- Ten migrants from Cuba were rescued by the U.S. Coast Guard last Thursday
- The group’s boat was spotted 40 miles off the coast of Key Largo, Florida
- The makeshift vessel was taking in water and nearly sank, the Coast Guard said
- Six of the migrants were deported to Cuba on Saturday.
- A Coast Guard spokesperson told DailyMail.com that the other four individuals are in still in Florida being treated for dehydration
A group of Cuban migrants stranded in a sinking boat off the Florida coast were rescued by the U.S. Coast Guard as desperate attempts by those trying to flee the Socialist-run country continue to spike.
The 10 migrants were spotted by a Coast Guard vessel about 40 miles off Key Largo on Thursday, the Coast Guard said in a tweet.
‘They didn’t have lifejackets or safety equipment,’ said Capt. Shawn Koch, commanding officer of Air Station Miami. ‘If the air crew hadn’t found them on the patrol, these people would not have survived the night.’
Six of the individuals were deported to Cuba on Saturday.
A Coast Guard spokesperson told DailyMail.com on Monday that the other four individuals are in a Florida being treated for dehydration
The spokesperson also told DailyMail.com that 698 migrants have been stopped from reaching the U.S. by sea since October 2021, the start of fiscal year 2022.

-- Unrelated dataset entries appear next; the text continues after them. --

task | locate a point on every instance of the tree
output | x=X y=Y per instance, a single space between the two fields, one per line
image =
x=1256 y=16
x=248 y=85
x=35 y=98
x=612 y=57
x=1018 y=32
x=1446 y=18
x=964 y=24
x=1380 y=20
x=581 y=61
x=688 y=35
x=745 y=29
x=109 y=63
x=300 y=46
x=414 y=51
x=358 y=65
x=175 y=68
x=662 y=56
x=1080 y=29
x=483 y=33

In comparison, 838 Cubans were intercepted in all of fiscal year 2021.
Their rescue comes two weeks after a boat believed to be used for human smuggling capsized off Florida’s coast en route from the Bahamas.
Only one of the 40 passengers – a Colombian national – survived.

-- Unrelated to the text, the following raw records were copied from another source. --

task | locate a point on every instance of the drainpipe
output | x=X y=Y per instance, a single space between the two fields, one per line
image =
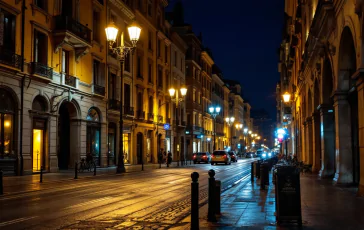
x=22 y=88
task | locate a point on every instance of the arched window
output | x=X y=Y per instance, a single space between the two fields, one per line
x=7 y=111
x=93 y=135
x=39 y=104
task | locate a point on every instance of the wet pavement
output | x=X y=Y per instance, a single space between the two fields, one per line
x=160 y=199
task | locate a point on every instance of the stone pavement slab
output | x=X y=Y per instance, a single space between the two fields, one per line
x=324 y=206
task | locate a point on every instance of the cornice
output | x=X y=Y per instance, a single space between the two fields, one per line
x=123 y=8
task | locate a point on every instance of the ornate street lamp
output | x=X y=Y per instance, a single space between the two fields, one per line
x=121 y=52
x=176 y=98
x=230 y=122
x=214 y=111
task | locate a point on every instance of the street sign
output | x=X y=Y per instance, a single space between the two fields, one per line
x=166 y=126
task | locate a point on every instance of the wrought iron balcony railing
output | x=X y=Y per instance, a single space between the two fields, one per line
x=70 y=80
x=9 y=58
x=114 y=104
x=71 y=25
x=100 y=90
x=42 y=70
x=129 y=110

The spike in Cubans fleeing the Communist-run island has been attributed to the scarcity of basic goods, restrictions on civil liberties and the mishandling of the COVID-19 pandemic.

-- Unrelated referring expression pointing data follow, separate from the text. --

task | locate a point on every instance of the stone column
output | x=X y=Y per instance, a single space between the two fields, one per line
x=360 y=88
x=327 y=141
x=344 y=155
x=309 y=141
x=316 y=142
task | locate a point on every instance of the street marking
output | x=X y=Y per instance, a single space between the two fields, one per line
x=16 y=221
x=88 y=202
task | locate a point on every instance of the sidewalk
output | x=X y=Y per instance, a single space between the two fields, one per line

U.S. Customs and Border Protection data shows encounters of Cuban migrants at the southwestern border are also on pace to eclipse the previous fiscal year’s.
At least 20,476 individuals have been stopped for illegally crossing the United States-Mexico border between October 2021 and December 2022 after U.S. Border Patrol interdicted 38,764 migrants from October 2020 to September 2021.
In the past, Cubans escaping socialist-run Caribbean island were permitted to remain in the United States under President Bill Clinton’s ‘wet foot, dry foot’ 1995 policy which revised the 1966 Cuban Adjustment Act.
The legislation also afforded them the eligibility to become residents within a year.
However, President Barack Obama ended the immigration policy in January 2017, signing an executive decision that put an end the longstanding law that granted permanent residency to Cubans reaching the country.
Cubans caught in the sea by U.S. authorities are returned to Cuba or the country from where they originally departed under United States policy.